A photo of Cornell Engineering student KennyHello!  My name is Kenny and I am a senior Mechanical Engineering major from Palo Alto, CA.  I am currently a team lead on Cornell Baja Racing, a project team that designs and builds off-road buggies to race against other collegiate teams.  I am also part of a research lab in the Space Systems Design Studio on a team building a small sat that will be traveling to lunar orbit on the inaugural flight of NASA’s SLS.  During my junior year I also participated in Cornell’s engineering co-op program, spending eight consecutive months working on satellite hardware at SpaceX. My favorite place on campus is the Experiential Learning Lab which is in the basement of Upson Hall.  Its home to a majority of the project team workspaces and the Emerson Machine Shop where my Baja team machines most of the parts on our car.  The ELL also home to Autolab, an automotive garage workspace where we do all our welding and assembly.

Outside of the classroom many mechanical engineers participate in project teams or research labs.  Cornell has over 30 projects team building almost every kind of vehicle you can think of and mechanical engineers form the core of many of those projects.  When it comes to research, there are a wide range of labs working in fields as diverse as biomaterials, spacecraft, and industrial design seeking mechanical engineering members.

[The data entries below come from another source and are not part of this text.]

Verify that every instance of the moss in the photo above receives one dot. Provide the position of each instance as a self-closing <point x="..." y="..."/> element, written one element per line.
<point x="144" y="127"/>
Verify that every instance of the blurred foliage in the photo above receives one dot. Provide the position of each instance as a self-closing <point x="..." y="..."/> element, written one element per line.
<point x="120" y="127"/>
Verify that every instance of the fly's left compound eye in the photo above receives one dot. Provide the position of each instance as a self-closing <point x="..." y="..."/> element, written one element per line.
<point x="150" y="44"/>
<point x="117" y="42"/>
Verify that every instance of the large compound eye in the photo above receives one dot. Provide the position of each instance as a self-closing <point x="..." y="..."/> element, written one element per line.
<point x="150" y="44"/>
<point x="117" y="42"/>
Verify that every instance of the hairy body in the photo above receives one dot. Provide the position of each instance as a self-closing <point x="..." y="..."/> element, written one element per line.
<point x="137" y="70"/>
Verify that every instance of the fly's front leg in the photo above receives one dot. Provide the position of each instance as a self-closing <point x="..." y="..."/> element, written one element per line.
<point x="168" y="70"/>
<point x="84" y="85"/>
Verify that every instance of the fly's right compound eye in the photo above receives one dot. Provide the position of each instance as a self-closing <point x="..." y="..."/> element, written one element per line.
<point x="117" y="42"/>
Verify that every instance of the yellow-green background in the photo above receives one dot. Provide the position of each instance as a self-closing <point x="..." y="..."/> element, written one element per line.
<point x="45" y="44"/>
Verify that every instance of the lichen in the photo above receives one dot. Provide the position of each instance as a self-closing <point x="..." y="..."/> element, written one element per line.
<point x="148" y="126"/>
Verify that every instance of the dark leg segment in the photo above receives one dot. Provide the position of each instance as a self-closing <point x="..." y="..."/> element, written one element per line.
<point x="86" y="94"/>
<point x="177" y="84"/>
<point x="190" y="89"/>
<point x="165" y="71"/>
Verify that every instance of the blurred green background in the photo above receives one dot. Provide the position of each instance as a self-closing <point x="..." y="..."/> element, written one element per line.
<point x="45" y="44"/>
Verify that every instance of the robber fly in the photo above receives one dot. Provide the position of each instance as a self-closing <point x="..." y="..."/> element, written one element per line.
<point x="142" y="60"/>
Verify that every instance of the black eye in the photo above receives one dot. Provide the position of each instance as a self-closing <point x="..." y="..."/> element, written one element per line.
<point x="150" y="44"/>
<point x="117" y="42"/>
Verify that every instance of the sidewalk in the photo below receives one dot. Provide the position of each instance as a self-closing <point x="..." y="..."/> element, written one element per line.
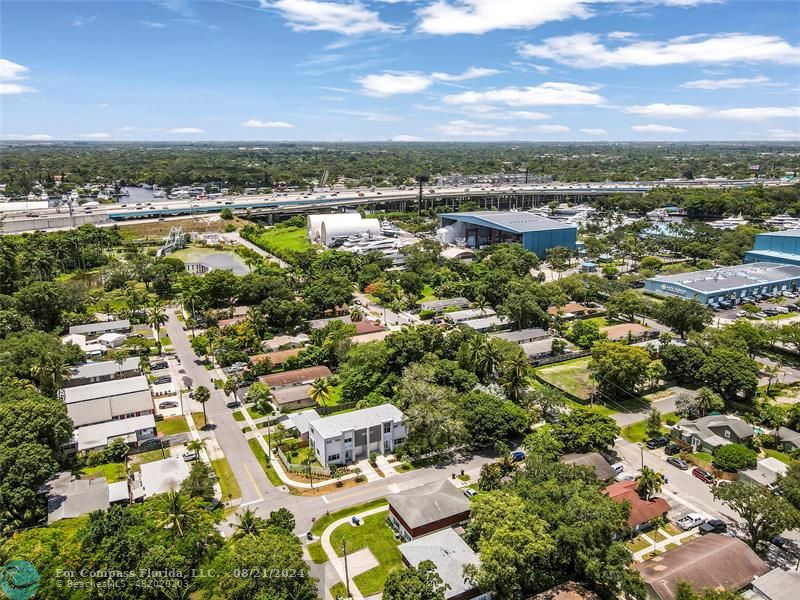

Since I started studying mechanical engineering three years ago, there are parts I have designed, analyzed, and tested that have won 4-hour Baja endurance races and been launched into space.  I love that the things mechanical engineers build are often real and tangible.  The more I learn in school, the more amazed I am by the hidden complexity in all the machines and vehicles that surround us all.

Mechanical Engineering is one of the most versatile engineering majors and sees demand in almost every industry.  I have friends who have graduated and gone on to design and build a huge variety of machines such as rockets, particle accelerators, self-driving cars, and surgical robots.